Осенью Борис, имея три ранения, демобилизовался. Вот и Кинешма. Осталось перебраться через Волгу – и он дома. А как? Были первые дни ноября, лед не окреп, и еще не находилось смельчаков идти по тонкому трескучему покрову. Борис стал первым. Вооружившись двумя небольшими шестами, он, сгорая от нетерпения, двинулся в опасный путь. И перешел-таки, удивив всех воздвиженских жителей, узнавших о прибытии фронтовика, грудь которого украшали орден Отечественной войны и боевые награды. Бориса поначалу не узнавали даже соседи, а потом слух о его возвращении быстро разнесся по всей деревне. Прибежала мать, прямо с фермы, были слезы радости и праздник. Воинов-победителей у нас, на русской земле, всегда встречают с почестями…

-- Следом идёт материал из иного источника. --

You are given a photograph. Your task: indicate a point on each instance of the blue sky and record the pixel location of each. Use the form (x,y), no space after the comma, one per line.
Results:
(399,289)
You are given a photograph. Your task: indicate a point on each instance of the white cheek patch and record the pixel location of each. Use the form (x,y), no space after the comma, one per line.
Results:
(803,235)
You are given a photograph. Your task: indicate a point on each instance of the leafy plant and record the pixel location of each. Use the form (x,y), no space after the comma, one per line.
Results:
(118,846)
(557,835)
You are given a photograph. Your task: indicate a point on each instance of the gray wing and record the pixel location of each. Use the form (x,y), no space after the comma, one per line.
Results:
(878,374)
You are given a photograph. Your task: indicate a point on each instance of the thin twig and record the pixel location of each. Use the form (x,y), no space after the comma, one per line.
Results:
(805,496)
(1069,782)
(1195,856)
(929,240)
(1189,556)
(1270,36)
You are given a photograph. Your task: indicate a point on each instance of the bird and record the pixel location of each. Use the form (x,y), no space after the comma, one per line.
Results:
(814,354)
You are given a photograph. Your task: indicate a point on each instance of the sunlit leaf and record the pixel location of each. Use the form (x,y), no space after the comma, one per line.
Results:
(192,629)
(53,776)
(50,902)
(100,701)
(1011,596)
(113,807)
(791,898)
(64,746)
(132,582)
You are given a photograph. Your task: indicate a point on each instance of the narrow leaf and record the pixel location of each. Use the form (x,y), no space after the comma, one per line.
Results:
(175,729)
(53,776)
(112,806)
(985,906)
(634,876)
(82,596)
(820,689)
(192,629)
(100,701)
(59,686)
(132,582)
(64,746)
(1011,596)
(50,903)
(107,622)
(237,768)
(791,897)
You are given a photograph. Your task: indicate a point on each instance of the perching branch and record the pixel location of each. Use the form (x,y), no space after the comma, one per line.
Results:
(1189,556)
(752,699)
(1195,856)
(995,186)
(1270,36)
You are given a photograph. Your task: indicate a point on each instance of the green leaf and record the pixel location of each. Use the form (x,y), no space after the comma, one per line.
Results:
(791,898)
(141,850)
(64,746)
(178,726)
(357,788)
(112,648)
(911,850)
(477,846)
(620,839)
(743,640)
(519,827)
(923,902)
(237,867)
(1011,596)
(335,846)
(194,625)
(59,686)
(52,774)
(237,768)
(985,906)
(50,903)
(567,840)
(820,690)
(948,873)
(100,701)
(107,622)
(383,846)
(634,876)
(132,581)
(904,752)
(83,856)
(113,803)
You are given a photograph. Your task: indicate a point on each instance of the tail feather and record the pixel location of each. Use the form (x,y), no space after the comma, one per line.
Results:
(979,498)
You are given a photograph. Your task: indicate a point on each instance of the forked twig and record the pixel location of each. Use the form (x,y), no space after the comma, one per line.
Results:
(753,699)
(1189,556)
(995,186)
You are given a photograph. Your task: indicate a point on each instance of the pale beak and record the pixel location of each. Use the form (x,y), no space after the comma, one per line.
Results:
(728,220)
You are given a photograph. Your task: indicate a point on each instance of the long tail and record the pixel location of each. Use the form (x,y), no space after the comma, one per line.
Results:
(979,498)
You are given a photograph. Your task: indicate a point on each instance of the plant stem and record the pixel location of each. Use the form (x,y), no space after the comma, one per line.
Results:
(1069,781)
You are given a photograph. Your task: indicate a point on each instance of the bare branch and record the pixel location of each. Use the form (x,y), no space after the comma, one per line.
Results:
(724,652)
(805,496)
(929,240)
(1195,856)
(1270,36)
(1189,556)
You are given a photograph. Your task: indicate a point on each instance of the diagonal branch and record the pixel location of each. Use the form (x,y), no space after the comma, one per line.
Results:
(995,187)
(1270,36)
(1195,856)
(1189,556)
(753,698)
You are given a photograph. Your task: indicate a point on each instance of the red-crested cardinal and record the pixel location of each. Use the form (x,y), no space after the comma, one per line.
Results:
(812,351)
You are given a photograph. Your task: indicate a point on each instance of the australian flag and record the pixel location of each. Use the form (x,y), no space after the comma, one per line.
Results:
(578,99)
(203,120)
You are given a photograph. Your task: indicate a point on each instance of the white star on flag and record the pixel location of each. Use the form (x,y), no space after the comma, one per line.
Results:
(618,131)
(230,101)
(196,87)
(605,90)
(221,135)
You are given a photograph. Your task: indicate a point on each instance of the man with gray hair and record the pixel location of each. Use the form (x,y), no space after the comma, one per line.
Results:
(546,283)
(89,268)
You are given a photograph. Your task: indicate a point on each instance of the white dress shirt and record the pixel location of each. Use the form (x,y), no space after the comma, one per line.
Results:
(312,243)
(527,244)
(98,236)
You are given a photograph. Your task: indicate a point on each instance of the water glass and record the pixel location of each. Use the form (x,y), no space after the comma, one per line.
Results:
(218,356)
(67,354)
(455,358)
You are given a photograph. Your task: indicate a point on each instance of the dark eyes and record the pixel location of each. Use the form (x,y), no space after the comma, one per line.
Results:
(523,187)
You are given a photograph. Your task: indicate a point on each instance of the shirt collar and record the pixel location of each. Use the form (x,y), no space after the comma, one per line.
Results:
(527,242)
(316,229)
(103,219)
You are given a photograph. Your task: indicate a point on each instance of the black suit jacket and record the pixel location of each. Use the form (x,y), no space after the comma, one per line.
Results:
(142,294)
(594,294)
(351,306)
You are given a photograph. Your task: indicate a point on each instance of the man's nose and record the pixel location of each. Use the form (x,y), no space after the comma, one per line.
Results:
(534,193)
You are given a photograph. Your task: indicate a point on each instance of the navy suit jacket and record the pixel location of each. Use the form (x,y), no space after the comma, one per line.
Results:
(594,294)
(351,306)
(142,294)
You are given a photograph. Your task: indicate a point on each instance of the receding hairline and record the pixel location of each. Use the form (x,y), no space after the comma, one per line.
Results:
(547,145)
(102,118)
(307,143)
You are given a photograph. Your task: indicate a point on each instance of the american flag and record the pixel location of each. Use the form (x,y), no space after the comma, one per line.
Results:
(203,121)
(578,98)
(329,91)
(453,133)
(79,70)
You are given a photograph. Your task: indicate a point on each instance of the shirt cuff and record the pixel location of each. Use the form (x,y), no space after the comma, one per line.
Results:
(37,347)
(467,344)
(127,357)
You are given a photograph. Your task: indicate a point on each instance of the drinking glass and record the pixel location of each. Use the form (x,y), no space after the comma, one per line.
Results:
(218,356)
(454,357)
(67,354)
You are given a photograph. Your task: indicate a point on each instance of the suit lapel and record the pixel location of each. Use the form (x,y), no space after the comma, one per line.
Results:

Недолго отдыхал солдат. Вернулся на прежнюю работу - химзавод имени Фрунзе, на котором трудился до фронта. Около десяти лет мерил он расстояние от Воздвижения до предприятия, то пешком, то на велосипеде, а потом перебрался в город. И, конечно, сразу после возвращения он повстречался со своей любовью: в местной школе работала учительницей чернобровая Римма Ивановна. Приглянулись они друг другу и вскоре сыграли свадьбу. Борис Петрович работал мастером в цехе №34, затем, после окончания курсов – механиком, начальником смены. Даже когда вышел на пенсию по инвалидности еще восемь лет отдал родному заводу

 

Примечания

Гришин В. «Я вернусь, мама!..» Авангард. 1984. №154.

Пронская Е. «…И расписался на рейхстаге». Авангард. 1987. №56.

Воронин М. Завидная судьба. Авангард. 1981. №52.